Nobelist's brain institute wins reprieve

Court prevents host from pulling the plug on cash-strapped Italian research lab.

A civil court in Rome has ordered the Santa Lucia Foundation not to shut off any more amenities to an institute founded by centenarian Nobel laureate Rita Levi-Montalcini — for the moment, at least.

The foundation had planned to cut off supplies of carbon dioxide and compressed air, essential for tissue culture, today, and disconnect all electricity from the European Brain Research Institute (EBRI) by the end of the month. But now the injunction forces it to hold off.

The judge requested on Saturday that the foundation try to reach an agreement with EBRI before a second hearing on 23 September.

The institute began work in Rome in 2005 after a competition to identify a host. It was intended to bypass Italy's sluggish bureaucracy and create the sort of scientifically competitive environment rare in life sciences in the country.

“EBRI has unfortunately never made payments on time.”

Luigi Amadio
Santa Lucia Foundation

The Santa Lucia Foundation, which also runs a private hospital in Rome, won the competition, in part by offering 10 years' rent-free accommodation in a new building. EBRI, now home to 28 research groups, is required only to pay expenses — around €500,000 per year.

Levi-Montalcini's 100th birthday earlier this year was marked with national celebrations in Italy. But EBRI has not won the political support that she anticipated and has struggled financially.

Now the foundation wants to terminate the contract. Its director general, Luigi Amadio, requested advance payment of this year's expenses instead of retrospective payment. EBRI objected at first, but completed payments by July.

The foundation nonetheless proclaimed EBRI "not financially sustainable". During July it cut off telephones, stopped cleaning contracts and severed electricity connections to rooms containing –80 °C freezers.

Amadio says that in the past couple of years, "EBRI has unfortunately never made payments on time".

Empty promises?

When the affair became public last week, research minister Mariastella Gelmini declared her intention to find a solution. Gelmini had promised the institution a gift of €500,000 during Levi-Montalcini's birthday celebrations, but this has not yet materialized.

“This all happened very suddenly and has left people confused.”

Alberto Bacci
European Brain Research Institute

Amadio says that the Santa Lucia Foundation has received at least €50 million less than it was entitled to in reimbursement from the region of Lazio, which includes Rome, for the clinical activities of its hospital in recent years, and this is why it has to cut costs. "If this problem were to be resolved positively, the foundation could re-examine a possible new agreement with EBRI," he says.

But the regional president of Lazio, Piero Marrazzo, says that the foundation has received all it is due, and that it should not mix issues relating to hospital financing with its research activities.
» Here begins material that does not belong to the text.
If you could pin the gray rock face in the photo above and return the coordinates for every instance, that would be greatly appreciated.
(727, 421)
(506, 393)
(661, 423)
Marrazzo has also offered general support to EBRI and says he is prepared to help negotiate a solution.

Scientists at the institute are meanwhile treading water. Neuroscientist Alberto Bacci, who won one of the first European Research Council large and prestigious Starting Independent Researchers Grants in 2007, says he trusts that a solution will be found but admits that things are not easy.


"This all happened very suddenly and has left people confused," he told Nature. "But I am trying to carry on working and to keep morale high."

"All the parties will meet this week in the research ministry to try to work things out," says Piergiorgio Strata, the science director of EBRI. "There was no reason to evict us on short notice like this."

In the meantime, the region of Piedmont and the University of Turin have offered to host EBRI if it should lose its home, says Strata, himself a professor at the university. 


The court today decided that the Santa Lucia Foundation was wrong to cut off services, or threaten to cut them off, to EBRI. The foundation has also been ordered to pay €7,000 in costs and damages to the institute.